Is off-pump coronary artery bypass grafting superior to conventional bypass in octogenarians?

Damien J LaPar, Castigliano M Bhamidipati, T Brett Reece, Joseph C Cleveland, Irving L Kron, Gorav Ailawadi
Journal of Thoracic and Cardiovascular Surgery 2011, 141 (1): 81-90

OBJECTIVE: Selected patients appear to benefit from off-pump coronary artery bypass compared with conventional coronary artery bypass with cardiopulmonary bypass. It is unknown whether elderly patients undergoing isolated coronary artery bypass grafting operations derive any benefit when performed off-pump.

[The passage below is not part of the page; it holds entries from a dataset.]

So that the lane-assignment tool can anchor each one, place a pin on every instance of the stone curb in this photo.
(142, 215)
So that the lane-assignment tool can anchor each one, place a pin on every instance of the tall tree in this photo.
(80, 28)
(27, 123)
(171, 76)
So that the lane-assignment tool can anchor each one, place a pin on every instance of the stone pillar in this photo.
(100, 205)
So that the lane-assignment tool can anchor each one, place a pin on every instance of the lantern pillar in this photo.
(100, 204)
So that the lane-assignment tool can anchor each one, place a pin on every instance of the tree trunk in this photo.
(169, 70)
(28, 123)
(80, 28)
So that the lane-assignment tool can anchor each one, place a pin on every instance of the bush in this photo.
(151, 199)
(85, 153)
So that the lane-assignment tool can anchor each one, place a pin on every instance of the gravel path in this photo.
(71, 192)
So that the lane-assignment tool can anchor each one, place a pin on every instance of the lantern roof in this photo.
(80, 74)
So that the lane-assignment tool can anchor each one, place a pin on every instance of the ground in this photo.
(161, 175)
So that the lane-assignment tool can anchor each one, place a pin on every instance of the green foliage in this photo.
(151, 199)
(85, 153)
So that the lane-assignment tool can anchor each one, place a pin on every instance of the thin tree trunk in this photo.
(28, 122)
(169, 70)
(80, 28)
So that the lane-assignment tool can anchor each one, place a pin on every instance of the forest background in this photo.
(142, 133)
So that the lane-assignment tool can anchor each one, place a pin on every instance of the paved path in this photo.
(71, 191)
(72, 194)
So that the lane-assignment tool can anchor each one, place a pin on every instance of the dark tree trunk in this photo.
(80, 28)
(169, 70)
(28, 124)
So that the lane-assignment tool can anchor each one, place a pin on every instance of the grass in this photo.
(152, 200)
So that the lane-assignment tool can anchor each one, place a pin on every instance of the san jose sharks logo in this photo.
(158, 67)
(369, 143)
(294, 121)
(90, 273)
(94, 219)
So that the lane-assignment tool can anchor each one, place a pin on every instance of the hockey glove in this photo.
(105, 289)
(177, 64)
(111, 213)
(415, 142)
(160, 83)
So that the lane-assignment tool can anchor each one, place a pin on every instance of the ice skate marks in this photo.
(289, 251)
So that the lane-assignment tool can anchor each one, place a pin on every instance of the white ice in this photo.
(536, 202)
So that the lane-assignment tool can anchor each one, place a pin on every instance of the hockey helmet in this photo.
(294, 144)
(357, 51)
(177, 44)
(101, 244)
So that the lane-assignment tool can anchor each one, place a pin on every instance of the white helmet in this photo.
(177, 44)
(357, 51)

We hypothesized that off-pump coronary bypass offers a greater operative benefit to elderly patients when compared with conventional coronary artery bypass.

METHODS: A total of 1993 elderly patients (age ≥ 80 years) underwent isolated, primary coronary artery bypass graft operations at 16 different statewide centers from 2003 to 2008. Patients were stratified into 2 groups: conventional coronary artery bypass (n = 1589, age = 82.5 ± 2.4 years) and off-pump bypass (n = 404, age = 83.0 ± 2.4 years). Preoperative risk, intraoperative findings, postoperative complications, and costs were evaluated.

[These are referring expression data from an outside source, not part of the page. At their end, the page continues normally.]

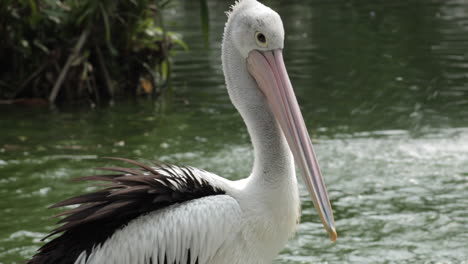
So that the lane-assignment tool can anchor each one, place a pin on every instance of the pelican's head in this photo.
(254, 68)
(255, 27)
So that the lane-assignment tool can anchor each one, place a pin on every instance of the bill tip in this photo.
(333, 234)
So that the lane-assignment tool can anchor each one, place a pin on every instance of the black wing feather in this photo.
(130, 193)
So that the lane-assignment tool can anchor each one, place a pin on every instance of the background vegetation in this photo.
(69, 49)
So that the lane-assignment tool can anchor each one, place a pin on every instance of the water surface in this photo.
(383, 88)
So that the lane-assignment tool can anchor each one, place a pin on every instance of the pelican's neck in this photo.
(273, 161)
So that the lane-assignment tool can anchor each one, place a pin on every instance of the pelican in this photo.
(179, 214)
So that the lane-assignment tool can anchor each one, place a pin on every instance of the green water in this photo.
(383, 87)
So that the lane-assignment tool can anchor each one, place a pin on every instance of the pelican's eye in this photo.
(261, 39)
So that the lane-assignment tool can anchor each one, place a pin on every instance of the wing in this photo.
(131, 194)
(191, 232)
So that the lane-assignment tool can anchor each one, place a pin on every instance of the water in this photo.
(383, 87)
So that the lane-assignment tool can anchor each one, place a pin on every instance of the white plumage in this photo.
(184, 215)
(217, 229)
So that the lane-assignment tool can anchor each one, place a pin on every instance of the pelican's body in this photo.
(168, 214)
(219, 229)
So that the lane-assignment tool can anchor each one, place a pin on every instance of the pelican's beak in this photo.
(268, 70)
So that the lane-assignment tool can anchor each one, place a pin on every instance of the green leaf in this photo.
(165, 69)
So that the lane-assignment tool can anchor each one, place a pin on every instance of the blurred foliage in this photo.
(68, 49)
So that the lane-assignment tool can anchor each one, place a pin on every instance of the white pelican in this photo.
(169, 214)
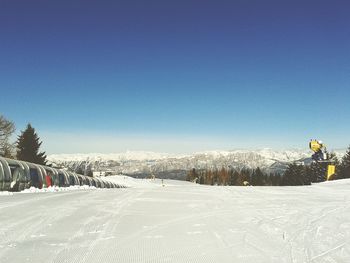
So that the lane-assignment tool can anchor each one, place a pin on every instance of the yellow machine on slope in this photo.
(321, 156)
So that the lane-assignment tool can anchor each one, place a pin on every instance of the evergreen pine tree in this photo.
(28, 144)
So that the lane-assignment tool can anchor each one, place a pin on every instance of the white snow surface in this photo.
(175, 221)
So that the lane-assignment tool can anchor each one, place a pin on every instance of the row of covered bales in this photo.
(16, 175)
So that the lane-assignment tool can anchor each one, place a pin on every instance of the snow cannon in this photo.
(321, 156)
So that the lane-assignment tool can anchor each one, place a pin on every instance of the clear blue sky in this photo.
(176, 76)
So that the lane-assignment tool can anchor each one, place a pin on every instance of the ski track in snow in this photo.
(181, 222)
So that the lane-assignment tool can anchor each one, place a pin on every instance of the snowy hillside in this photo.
(178, 222)
(176, 166)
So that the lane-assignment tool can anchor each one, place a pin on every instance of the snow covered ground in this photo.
(178, 222)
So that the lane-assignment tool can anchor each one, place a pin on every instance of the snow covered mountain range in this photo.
(139, 163)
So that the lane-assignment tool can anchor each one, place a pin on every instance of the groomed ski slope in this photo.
(178, 222)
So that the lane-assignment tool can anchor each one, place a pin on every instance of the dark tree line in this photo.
(229, 176)
(295, 174)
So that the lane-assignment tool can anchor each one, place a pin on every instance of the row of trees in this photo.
(27, 146)
(294, 175)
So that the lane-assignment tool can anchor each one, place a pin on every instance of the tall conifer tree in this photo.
(28, 144)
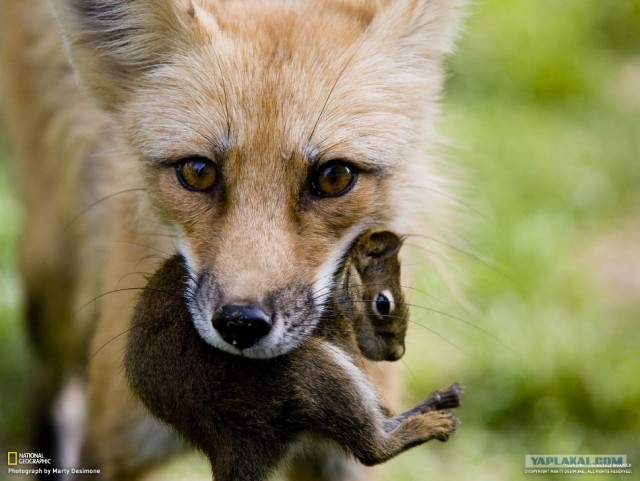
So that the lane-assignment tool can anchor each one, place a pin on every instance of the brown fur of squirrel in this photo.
(247, 415)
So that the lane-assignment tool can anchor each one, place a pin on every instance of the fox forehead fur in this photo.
(270, 90)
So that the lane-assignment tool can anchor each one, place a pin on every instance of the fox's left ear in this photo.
(426, 28)
(112, 43)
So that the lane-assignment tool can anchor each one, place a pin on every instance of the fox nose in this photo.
(242, 326)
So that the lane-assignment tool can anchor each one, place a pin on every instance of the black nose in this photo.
(242, 326)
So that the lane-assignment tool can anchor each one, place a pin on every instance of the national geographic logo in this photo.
(15, 458)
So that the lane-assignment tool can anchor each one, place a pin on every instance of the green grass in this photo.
(543, 106)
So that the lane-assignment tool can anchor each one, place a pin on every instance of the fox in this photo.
(246, 414)
(257, 139)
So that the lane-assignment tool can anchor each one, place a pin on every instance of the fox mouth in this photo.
(249, 331)
(280, 322)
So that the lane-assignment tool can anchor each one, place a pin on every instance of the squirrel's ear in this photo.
(112, 43)
(382, 244)
(423, 28)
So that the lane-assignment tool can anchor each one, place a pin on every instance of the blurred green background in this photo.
(543, 109)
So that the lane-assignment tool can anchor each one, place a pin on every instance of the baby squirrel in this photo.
(246, 414)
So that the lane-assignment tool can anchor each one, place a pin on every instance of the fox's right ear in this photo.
(112, 43)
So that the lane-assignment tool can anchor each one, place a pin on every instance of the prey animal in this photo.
(247, 415)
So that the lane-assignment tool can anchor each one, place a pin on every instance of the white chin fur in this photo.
(280, 340)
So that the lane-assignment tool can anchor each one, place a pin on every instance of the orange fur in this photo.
(267, 89)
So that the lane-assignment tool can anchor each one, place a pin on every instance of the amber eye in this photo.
(334, 179)
(197, 173)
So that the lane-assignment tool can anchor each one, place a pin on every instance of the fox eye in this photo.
(197, 173)
(383, 304)
(334, 179)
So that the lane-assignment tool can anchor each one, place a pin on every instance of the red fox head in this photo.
(271, 134)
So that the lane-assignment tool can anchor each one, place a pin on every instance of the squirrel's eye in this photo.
(334, 179)
(383, 304)
(197, 173)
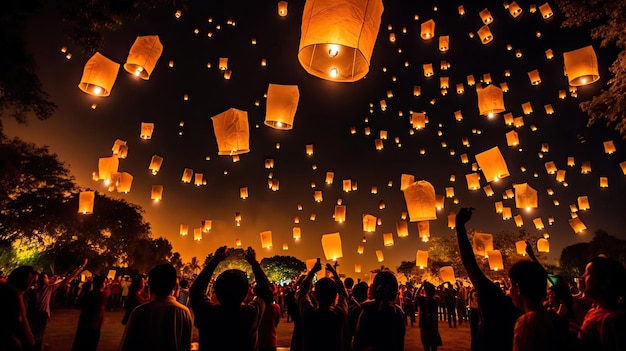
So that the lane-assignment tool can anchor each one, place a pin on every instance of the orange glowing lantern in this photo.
(99, 75)
(338, 38)
(282, 102)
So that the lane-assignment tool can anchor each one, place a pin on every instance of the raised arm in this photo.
(474, 272)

RESULTS: Patients undergoing off-pump bypass grafting were marginally older (P = .001) and had higher rates of preoperative atrial fibrillation (14.6% vs 10.0%; P = .01) and New York Heart Association class IV heart failure (29.7% vs 21.1%; P < .001) than did those having conventional coronary bypass grafting. Other patient risk factors and operative variables, including Society of Thoracic Surgeons predicted risk of mortality, were similar in both groups (P = .15). Compared with off-pump bypass, conventional coronary bypass incurred higher blood transfusion rates (2.0 ± 1.7 units vs 1.6 ± 1.9 units; P = .05) as well as more postoperative atrial fibrillation (28.4% vs 21.5%; P = .003), prolonged ventilation (14.7% vs 11.4%; P = .05), and major complications (20.1% vs 15.6%; P = .04). Importantly, postoperative stroke (2.6% vs 1.7%; P = .21), renal failure (8.1% vs 6.2%; P = .12), and postoperative length of stay (P = .41) were no different between groups. Despite more complications in patients having conventional bypass, operative mortality (P = .53) and hospital costs (P = .43) were similar to those of patients having off-pump procedures.

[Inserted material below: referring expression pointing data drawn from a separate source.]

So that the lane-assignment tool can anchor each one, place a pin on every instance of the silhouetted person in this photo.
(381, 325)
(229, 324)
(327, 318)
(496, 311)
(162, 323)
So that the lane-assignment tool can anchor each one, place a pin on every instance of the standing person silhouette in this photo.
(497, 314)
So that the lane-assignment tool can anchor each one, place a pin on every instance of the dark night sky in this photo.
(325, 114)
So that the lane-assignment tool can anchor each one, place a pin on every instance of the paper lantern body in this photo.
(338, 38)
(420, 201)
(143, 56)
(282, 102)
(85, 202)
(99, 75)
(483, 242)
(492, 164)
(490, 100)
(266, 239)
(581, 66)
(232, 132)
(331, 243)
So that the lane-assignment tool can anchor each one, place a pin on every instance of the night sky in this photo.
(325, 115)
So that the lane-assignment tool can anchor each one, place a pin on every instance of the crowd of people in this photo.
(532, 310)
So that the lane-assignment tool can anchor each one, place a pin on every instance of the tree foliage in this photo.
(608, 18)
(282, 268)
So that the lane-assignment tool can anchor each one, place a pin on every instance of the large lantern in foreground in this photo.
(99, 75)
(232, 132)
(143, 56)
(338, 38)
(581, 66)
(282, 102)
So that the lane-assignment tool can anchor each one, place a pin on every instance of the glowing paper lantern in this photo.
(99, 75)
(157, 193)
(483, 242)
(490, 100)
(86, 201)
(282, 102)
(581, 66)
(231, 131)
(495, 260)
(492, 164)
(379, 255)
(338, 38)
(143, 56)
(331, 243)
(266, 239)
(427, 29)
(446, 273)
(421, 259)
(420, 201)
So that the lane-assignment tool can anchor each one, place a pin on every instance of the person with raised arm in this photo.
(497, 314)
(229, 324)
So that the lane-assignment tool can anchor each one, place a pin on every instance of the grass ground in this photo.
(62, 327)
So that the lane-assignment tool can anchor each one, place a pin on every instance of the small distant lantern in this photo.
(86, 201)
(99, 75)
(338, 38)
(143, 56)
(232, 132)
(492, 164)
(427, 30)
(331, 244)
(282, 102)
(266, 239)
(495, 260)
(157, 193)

CONCLUSIONS: Performance of coronary artery bypass grafting among octogenarian patients is safe and effective. Off-pump coronary artery bypass confers shorter postoperative ventilation but equivalent mortality to conventional coronary artery bypass. Off-pump coronary artery bypass was associated with a reduction in the composite incidence of major complications in unadjusted and adjusted analyses and should be considered an acceptable alternative to conventional bypass for myocardial revascularization in elderly patients.